バラムスが指を指したソファにルノたちは座った。
「ほれ、貴様らにとっては高いからな、味わって飲め」
バラムスは紅茶を持ってくると、ルノたちの反対側のソファに腰かけた。
そして、ルノたちの目の前にでてきたのは透明感のある琥珀色のお茶だ。紅茶なんてろくに飲んだことがないルノですら、高いものであることは言われる前に分かった。
バラムスは飲まないようで、自分の分は入れていない。
「いただきます」
「……いただくぜ」
紅茶を口に含んだ瞬間、グラムは目を見開いた。
「うめぇ!」
ルノも小さく美味しいと呟いている。飲み物を飲んで自然に言葉が出てきたのは初めてだ。
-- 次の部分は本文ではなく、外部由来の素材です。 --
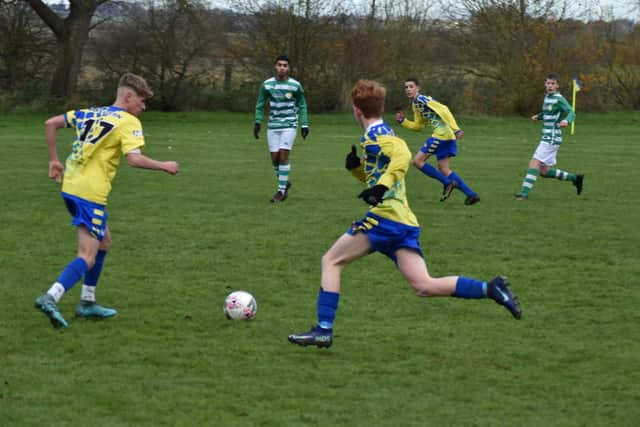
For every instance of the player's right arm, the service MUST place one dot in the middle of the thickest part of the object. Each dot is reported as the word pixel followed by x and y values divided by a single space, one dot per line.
pixel 51 126
pixel 417 124
pixel 263 95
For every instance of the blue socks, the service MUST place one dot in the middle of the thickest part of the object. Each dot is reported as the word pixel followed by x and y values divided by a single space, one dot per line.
pixel 327 306
pixel 92 276
pixel 434 173
pixel 469 288
pixel 462 185
pixel 72 273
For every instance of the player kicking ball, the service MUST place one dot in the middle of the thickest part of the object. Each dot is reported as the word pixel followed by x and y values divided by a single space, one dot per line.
pixel 101 135
pixel 389 227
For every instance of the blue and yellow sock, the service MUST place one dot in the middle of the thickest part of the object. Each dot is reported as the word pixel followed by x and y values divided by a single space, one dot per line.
pixel 283 176
pixel 434 173
pixel 327 307
pixel 91 278
pixel 462 185
pixel 467 287
pixel 72 273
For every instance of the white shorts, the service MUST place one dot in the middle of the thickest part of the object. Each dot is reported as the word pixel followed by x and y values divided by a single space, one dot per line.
pixel 280 139
pixel 546 153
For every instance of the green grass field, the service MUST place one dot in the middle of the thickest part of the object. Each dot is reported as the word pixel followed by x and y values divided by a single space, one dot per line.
pixel 180 244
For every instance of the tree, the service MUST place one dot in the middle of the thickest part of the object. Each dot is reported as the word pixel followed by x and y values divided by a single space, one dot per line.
pixel 26 47
pixel 166 41
pixel 72 33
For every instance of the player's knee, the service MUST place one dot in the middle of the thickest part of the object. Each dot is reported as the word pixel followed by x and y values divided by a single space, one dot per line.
pixel 89 259
pixel 106 243
pixel 328 260
pixel 421 288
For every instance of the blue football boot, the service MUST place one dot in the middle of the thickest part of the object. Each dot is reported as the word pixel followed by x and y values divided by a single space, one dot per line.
pixel 317 336
pixel 47 305
pixel 498 290
pixel 90 309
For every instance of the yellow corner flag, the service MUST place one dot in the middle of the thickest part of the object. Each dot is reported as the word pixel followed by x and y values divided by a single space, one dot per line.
pixel 576 88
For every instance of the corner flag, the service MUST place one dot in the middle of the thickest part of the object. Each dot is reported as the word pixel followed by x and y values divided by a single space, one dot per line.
pixel 576 88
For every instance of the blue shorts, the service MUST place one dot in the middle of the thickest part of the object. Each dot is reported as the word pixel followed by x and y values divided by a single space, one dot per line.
pixel 83 212
pixel 387 236
pixel 442 148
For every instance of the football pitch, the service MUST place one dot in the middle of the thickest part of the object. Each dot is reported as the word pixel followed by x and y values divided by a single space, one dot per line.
pixel 181 244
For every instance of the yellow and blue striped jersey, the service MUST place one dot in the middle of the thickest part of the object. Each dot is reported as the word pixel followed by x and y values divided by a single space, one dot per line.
pixel 426 109
pixel 385 161
pixel 102 134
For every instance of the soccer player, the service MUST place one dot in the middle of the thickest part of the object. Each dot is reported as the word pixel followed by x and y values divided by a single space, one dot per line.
pixel 556 114
pixel 389 227
pixel 442 143
pixel 286 103
pixel 101 134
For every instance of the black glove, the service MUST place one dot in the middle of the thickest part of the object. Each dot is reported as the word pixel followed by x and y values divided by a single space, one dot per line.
pixel 373 196
pixel 352 161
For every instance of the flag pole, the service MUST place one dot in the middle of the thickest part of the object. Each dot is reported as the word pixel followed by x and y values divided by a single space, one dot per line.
pixel 573 105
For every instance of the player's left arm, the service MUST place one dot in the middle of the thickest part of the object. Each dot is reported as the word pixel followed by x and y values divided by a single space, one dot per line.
pixel 51 126
pixel 445 114
pixel 302 111
pixel 136 159
pixel 567 111
pixel 417 124
pixel 400 158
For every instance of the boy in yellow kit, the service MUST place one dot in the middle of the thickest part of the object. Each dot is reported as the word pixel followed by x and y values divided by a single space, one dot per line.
pixel 442 143
pixel 101 135
pixel 388 227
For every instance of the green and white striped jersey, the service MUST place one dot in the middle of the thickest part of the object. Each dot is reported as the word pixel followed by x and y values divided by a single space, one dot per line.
pixel 286 101
pixel 554 109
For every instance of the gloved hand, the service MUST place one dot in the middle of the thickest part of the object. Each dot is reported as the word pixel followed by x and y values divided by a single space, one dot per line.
pixel 352 161
pixel 373 196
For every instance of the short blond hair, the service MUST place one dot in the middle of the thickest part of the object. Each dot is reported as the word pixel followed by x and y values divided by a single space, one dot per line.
pixel 137 83
pixel 368 96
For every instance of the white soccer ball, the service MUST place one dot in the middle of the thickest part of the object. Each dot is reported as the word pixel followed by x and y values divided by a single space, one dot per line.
pixel 240 305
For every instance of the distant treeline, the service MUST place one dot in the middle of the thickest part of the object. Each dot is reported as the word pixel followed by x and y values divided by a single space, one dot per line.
pixel 487 57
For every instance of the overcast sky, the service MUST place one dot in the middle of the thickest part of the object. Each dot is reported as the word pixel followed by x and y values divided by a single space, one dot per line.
pixel 619 8
pixel 604 8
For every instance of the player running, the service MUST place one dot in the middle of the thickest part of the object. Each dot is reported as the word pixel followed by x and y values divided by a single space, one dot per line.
pixel 556 114
pixel 102 134
pixel 442 143
pixel 389 227
pixel 286 101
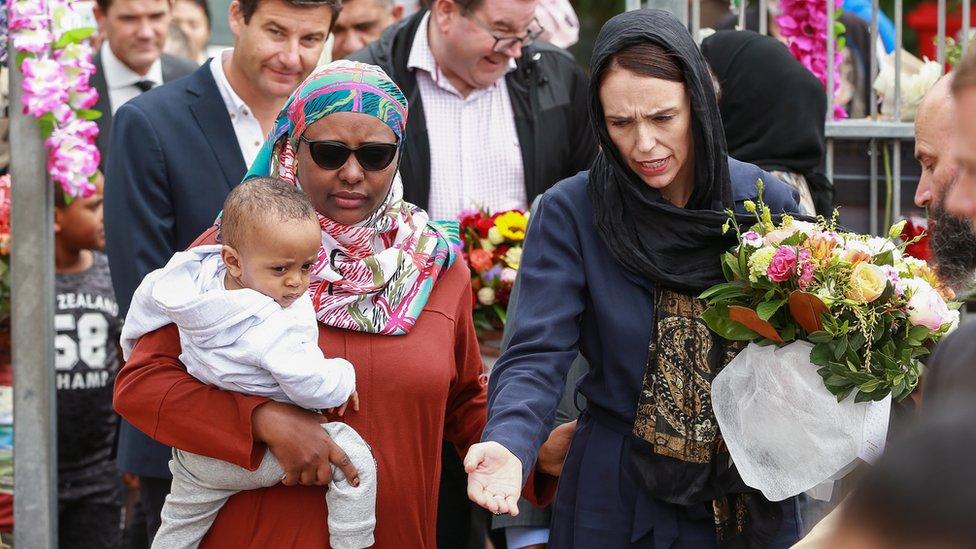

「ふん、当たり前だろう……このワシが、口にするものに妥協なぞするものか」
そう言うバラムスだが、こころなしか悲しそうに眉尻が下がっている。
「口にするものに妥協しない……だってか? じゃあ不味かったから大量の食いもんを捨てたのか!」
「な! それは…………」
「待ってグラムさん」
今にも殴ってかかりそうだったグラムを止めると、ルノは静かにこう言った。
「バラムスさん、あなたはなんのために生きているの?」
「なんだと?」
「お前マジで唐突だな……」
「どういう意味だ、小僧」
バラムスは食い気味に聞いてきた。
「あなたが生きるための目的、それはなに?」
「そんなことを聞くためにここまで来たのか?」
ルノが首を縦に振ると、バラムスは座っていたソファにさらに深く座り込んだ。
「はぁ……何かと思えば、生きるための目的、つまり何に情熱を注いでいたのかということか」
バラムスは目を閉じ腕を組むと、少しの間ルノの発言を頭で繰り返した。そして、葉巻を取りだして、火をつけると、語り始めた。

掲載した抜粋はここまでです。